Design and Validation of Safety Cruise Control System for Automobiles

In light of the recent humongous growth of the human population worldwide, there has also been a voluminous and uncontrolled growth of vehicles, which has consequently increased the number of road accidents to a large extent. In lieu of a solution to the above mentioned issue, our system is an attempt to mitigate the same using synchronous programming language. The aim is to develop a safety crash warning system that will address the rear end crashes and also take over the controlling of the vehicle when the threat is at a very high level. Adapting according to the environmental conditions is also a prominent feature of the system. Safety System provides warnings to drivers to assist in avoiding rear-end crashes with other vehicles. Initially the system provides a low level alarm and as the severity of the threat increases the level of warnings or alerts also rises. At the highest level of threat, the system enters in a Cruise Control Mode, wherein the system controls the speed of the vehicle by controlling the engine throttle and if permitted, the brake system of the vehicle. We focus on this crash area as it has a very high percentage of the crash-related fatalities. To prove the feasibility, robustness and reliability of the system, we have also proved some of the properties of the system using temporal logic along with a reference implementation in ESTEREL. To bolster the same, we have formally verified various properties of the system along with their proofs.

💡 Research Summary

The paper addresses the growing problem of road accidents caused by the rapid increase in vehicle numbers worldwide. It proposes a “Safety Cruise Control System” that combines a forward‑looking automotive radar sensor with a safety algorithm and a cruise‑control subsystem, all implemented in the synchronous, imperative language ESTEREL. The system continuously monitors three key parameters—distance to the lead vehicle or obstacle, relative speed, and azimuth (although the azimuth is omitted in the presented code). These measurements are compared against predefined thresholds. The thresholds can be set in three ways: (1) manufacturer‑defined defaults, (2) driver‑customized values, and (3) automatically learned values that adapt to environmental conditions such as rain or fog.

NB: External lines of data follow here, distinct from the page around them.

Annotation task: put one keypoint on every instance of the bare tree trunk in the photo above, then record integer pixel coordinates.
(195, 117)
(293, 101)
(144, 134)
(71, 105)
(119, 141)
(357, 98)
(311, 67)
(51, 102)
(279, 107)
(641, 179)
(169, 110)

When the measured values are within safe limits, the system remains passive. If a potential collision is detected, the safety algorithm raises an alert through the Driver Vehicle Interface (DVI). The alert level is proportional to the severity of the threat: low‑level warnings are visual or auditory cues, while high‑level threats trigger the Cruise Control subsystem to take over vehicle speed control. In this “Cruise Control Mode,” the system modulates engine throttle and, when permissible, applies the brakes to reduce speed and avoid impact. The driver is simultaneously informed of the takeover.

The architecture consists of several ESTEREL modules that run in parallel and communicate via broadcasted signals. Key modules include SET_PREDEFINED_VALUES (initializes threshold values), ENVIRONMENT_CHECK (adjusts thresholds based on weather or road conditions), ROAD_DATA (processes sensor data), HOST_VEHICLE (maintains vehicle state), and DRIVER_ALARM (generates driver alerts). The main module, SAFETY_SYSTEM, orchestrates these sub‑modules using the ESTEREL parallel composition operator “||”.

A major contribution of the work is the formal verification of safety properties using temporal logic. The authors specify properties such as “if a risk is detected, an alarm must be raised within one second” and “in a high‑risk situation, the cruise control must initiate deceleration within half a second.” These properties are verified against the finite‑state machines generated by the ESTEREL compiler using a model‑checking tool, providing mathematical assurance of correctness.

The paper also discusses the choice of ESTEREL for this application. ESTEREL’s synchronous semantics guarantee deterministic reaction to inputs, which is essential for real‑time automotive control. Its ability to compile to hardware‑friendly finite‑state machines makes it suitable for embedding in electronic control units (ECUs).

However, the study has several limitations. First, the implementation ignores azimuth data, which could reduce detection accuracy in multi‑lane or intersection scenarios. Second, while the authors propose automatic learning of thresholds, no concrete algorithm or training data is described, leaving the adaptability claim unsubstantiated. Third, the resource requirements (memory footprint, CPU cycles) of the ESTEREL-generated code are not evaluated, raising questions about feasibility on typical automotive ECUs. Finally, the validation is limited to simulation and formal proofs; no real‑vehicle experiments or field tests are presented to demonstrate performance under actual driving conditions.

In conclusion, the paper presents a novel integration of synchronous programming, formal verification, and sensor‑based risk assessment for automotive safety. It demonstrates how a tiered warning and control strategy can be systematically designed and mathematically verified. Future work should extend the sensor suite (e.g., adding cameras or LiDAR), implement concrete adaptive learning mechanisms, conduct extensive on‑road testing, and assess the implementation’s hardware overhead to move the concept from prototype to production‑ready automotive safety technology.